A surprise meeting between Sudan's leader and Israeli Prime Minister Benjamin Netanyahu stirred controversy in Sudan on Tuesday, with the government saying it wasn't notified ahead of time and critics lambasting the talks on social media.
Others said the meeting would improve Sudan's standing with the United States and help Khartoum shed its pariah image. For Israel, it was a major diplomatic breakthrough with an Arab African state, two days after the Arab League rejected President Donald Trump's Mideast plan.
A senior Sudanese military official said the meeting was orchestrated by the United Arab Emirates and aimed at helping remove Sudan's terror listing in the United States, which dates back to the 1990s, when Sudan briefly hosted Osama bin Laden and other wanted militants.
The official, speaking on condition of anonymity because he was not authorized to talk to the media, said Gen. Abdel-Fattah Burhan, the head of Sudan’s transitional government, agreed to meet Netanyahu because officials thought it would help “accelerate” the process of being removed from the terror list.

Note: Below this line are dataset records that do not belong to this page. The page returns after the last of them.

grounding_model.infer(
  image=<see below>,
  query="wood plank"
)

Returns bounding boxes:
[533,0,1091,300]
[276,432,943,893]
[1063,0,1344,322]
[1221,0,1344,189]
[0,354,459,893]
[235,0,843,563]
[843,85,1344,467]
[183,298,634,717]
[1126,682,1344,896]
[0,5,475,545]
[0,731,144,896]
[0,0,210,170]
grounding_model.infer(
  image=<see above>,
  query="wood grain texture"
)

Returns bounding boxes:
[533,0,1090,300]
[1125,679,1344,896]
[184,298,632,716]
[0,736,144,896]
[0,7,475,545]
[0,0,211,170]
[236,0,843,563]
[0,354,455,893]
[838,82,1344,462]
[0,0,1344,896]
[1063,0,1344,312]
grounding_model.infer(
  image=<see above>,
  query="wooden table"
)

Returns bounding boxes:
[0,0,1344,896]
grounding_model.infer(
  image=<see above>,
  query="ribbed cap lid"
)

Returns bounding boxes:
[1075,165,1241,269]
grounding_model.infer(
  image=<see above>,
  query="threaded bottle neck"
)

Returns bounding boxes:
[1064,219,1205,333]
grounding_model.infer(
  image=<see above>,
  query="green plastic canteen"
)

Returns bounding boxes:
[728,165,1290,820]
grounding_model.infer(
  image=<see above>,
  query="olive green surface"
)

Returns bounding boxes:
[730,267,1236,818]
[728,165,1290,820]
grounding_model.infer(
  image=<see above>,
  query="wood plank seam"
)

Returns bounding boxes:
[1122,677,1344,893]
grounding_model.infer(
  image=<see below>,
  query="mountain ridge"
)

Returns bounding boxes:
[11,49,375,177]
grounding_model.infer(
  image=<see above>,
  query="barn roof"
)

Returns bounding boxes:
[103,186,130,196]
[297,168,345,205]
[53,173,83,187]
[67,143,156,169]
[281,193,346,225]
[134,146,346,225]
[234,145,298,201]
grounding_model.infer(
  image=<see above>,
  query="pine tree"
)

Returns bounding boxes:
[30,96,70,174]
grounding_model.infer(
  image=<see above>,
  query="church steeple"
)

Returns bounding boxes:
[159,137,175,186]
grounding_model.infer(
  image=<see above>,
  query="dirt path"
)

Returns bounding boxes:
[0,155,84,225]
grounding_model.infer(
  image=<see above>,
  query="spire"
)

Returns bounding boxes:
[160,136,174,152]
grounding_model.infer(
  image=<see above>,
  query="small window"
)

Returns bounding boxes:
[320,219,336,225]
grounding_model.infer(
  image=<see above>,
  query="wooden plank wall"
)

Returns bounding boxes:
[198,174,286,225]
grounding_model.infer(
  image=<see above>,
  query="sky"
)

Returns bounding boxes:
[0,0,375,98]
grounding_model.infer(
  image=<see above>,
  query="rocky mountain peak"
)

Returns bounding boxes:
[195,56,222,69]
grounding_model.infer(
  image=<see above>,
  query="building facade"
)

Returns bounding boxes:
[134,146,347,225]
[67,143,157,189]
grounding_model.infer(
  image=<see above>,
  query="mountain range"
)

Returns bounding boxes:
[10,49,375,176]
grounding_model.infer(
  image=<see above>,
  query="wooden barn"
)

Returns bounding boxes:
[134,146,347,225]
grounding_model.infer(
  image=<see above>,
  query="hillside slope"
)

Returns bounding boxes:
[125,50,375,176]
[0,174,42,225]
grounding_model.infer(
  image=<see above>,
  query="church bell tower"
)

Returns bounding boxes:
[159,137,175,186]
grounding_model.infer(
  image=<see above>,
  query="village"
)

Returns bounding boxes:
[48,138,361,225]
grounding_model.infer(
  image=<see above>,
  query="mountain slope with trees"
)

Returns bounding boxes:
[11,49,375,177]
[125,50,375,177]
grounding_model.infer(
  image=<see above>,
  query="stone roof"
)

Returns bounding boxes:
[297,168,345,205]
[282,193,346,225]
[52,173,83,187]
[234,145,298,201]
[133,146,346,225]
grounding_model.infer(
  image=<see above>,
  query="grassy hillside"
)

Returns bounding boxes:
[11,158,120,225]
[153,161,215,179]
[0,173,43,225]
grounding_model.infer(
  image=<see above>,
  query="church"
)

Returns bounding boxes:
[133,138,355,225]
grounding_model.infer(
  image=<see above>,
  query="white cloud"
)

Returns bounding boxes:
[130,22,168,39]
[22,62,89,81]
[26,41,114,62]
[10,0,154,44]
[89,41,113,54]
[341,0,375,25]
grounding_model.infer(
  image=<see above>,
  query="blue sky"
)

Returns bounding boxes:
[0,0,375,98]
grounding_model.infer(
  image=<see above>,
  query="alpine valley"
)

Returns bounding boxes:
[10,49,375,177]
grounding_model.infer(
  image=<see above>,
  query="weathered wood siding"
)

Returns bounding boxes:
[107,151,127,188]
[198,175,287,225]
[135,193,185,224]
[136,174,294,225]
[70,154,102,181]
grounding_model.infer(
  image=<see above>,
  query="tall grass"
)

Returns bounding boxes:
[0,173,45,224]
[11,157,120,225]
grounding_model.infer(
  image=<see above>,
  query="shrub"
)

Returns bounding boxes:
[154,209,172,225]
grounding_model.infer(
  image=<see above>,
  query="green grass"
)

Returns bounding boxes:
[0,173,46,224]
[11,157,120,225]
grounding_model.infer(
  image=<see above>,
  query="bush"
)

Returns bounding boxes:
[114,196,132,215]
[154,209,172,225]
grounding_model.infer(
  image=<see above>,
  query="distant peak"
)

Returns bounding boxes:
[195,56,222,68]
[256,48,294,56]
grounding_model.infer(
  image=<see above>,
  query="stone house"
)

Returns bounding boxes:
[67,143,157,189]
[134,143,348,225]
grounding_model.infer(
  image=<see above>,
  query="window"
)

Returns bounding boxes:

He said only a “small circle” of top officials in Sudan, as well as Saudi Arabia and Egypt, knew about the meeting.
Last week, the UAE's foreign minister posted an article on Twitter that urged the Palestinians not to reject the Trump administration's plan for Israeli-Palestinian peace. Abdullah bin Zayed's stance led Palestinian sources to believe that Netanyahu's trip to Uganda would include a covert meeting with Emirati leaders.
The UAE was one of three Arab countries that sent an ambassador to the unveiling of the plan at the White House, along with Oman and Bahrain. These countries have forged quiet relationships in recent years with Israel, driven primarily by a shared animosity toward Iran. Recently, Israel's Foreign Ministry announced that it will participate in the World Expo 2020 in Dubai. However, Israel's foreign minister eventually did not attend, as the event was shortly preceded by the assassination of the head of Iran's Quds Force Qassem Soleimani.
Compared with Saudi Arabia, the UAE has been more open to allowing Israelis into its country, whether for international forums, covert diplomatic meetings, or business trips. In July, Israel's Foreign Minister Yisrael Katz attended an international climate summit in the UAE. In 2018, Israel's Sports and Culture Minister Miri Regev visited the UAE for a judo tournament.